KawauchiFTW wrote:
I think if you take them out for a quick "fit" run on a treadmill, 1-2 miles, or walk around your house indoors, you should be fine... But I'm surprised if people would take them outside on a 10 mile run and then return it... In my eyes that's abuse of the return policy, and if more people were doing it I wouldn't be surprised if they re-considered their very liberal return policies... Just my 2c...
The same thing happened to REI when more people started to abuse their return policy and screwing it up for everybody:(
But this is exactly their policy---ie, take them out for a run, if you don't like them, return them. Functionally it makes no difference, and it's not a question of "abuse"---shoes in this sense are binary: new or not new. Two miles on a treadmill? Not new! Twenty runs in a drainage ditch? Not new! They can't resell shoes that have been worn for 1 mile on a treadmill as new. What would be abuse is returning a pair of shoes after 80 days, say, 4 times in a row, thereby getting 4 pairs of shoes, and a year of running, for the price of one pair of shoes.

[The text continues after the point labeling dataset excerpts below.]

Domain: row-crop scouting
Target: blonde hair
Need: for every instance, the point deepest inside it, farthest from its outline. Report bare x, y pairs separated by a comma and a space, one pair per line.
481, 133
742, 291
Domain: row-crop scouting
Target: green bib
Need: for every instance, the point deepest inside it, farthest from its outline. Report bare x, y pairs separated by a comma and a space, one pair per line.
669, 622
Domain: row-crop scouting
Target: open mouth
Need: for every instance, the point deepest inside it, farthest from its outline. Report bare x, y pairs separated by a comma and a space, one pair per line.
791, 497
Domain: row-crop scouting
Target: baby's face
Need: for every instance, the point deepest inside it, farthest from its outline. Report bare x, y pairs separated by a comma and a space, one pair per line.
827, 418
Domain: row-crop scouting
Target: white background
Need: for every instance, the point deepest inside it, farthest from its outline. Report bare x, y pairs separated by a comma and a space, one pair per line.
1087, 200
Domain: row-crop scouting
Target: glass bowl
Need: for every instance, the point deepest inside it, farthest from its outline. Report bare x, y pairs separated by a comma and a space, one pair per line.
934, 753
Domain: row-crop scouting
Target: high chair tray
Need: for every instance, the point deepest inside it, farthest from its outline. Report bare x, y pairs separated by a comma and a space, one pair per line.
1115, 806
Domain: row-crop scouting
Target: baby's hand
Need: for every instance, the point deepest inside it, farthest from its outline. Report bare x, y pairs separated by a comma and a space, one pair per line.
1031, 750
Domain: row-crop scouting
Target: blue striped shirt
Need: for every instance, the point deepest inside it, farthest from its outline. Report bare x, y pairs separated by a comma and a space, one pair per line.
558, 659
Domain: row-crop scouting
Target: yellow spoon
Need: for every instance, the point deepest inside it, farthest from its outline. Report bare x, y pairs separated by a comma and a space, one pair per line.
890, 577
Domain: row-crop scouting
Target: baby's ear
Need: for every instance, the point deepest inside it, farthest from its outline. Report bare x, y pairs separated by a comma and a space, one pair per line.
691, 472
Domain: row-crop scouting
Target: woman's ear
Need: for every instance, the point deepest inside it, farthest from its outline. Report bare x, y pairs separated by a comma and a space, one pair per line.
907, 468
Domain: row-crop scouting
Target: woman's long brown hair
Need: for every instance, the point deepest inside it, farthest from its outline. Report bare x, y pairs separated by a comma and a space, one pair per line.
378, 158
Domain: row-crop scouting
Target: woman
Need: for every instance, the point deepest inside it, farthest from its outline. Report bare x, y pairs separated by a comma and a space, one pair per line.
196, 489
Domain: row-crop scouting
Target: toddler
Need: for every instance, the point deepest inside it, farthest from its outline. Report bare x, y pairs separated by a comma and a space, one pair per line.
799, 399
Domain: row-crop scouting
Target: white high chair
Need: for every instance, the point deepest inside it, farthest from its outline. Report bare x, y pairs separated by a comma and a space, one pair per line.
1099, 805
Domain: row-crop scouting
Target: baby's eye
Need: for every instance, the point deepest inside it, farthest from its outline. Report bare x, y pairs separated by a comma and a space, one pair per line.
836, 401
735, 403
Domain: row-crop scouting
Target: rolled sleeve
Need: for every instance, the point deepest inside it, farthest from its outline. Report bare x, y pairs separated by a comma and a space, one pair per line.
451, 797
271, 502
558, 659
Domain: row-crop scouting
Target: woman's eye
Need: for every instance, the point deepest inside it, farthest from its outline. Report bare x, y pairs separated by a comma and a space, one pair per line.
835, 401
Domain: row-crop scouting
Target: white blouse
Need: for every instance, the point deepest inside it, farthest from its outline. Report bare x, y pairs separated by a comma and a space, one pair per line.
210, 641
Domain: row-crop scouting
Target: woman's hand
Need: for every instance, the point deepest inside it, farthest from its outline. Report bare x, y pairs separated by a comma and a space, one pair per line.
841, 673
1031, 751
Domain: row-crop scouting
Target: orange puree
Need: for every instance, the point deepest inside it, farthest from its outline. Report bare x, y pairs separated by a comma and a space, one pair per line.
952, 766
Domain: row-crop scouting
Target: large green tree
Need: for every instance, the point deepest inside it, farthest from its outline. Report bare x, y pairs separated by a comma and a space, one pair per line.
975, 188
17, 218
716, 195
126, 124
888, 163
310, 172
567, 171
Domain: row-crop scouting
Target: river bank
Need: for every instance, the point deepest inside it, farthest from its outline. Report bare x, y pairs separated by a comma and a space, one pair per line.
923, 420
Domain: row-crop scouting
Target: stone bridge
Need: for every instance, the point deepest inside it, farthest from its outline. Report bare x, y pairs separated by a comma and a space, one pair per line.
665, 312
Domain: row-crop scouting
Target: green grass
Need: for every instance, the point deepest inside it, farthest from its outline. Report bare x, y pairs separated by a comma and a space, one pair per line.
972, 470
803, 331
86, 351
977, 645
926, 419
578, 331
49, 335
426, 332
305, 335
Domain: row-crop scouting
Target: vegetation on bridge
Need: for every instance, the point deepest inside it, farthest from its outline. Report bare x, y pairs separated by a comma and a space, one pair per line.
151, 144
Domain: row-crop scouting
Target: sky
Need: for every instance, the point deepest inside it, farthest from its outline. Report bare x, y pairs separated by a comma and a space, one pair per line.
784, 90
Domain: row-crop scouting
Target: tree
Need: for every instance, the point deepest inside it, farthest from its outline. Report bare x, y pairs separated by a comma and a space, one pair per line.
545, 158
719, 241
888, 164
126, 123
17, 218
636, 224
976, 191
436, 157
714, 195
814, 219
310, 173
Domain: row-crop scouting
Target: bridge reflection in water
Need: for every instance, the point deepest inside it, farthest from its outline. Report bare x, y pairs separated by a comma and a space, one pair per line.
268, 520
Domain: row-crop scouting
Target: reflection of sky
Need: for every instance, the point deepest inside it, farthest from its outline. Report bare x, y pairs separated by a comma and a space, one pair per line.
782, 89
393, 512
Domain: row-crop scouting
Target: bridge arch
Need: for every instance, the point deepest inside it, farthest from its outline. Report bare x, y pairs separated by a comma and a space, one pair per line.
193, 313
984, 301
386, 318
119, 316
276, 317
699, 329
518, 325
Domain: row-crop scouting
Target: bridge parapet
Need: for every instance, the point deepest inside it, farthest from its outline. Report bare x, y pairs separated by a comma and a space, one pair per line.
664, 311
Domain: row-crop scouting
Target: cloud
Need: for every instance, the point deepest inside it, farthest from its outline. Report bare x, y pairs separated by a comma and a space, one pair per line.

Their policies have an important business rationale...if you can't try (not try on) shoes and then return them, why would you ever buy running shoes online? Better to go to the LRS and try a pair on the treadmill there. Returns is the cost of doing biz on the internet. And returning a pair of worn VF 4% (which I did; 8 miles on the road) does not mean RW loses $250. I mean, yes, they lost the sale, but they're only in the hole whatever they paid Nike for them minus whatever Nike gives them for pulped shoes. TL/DR: It's not abuse, it's their policy.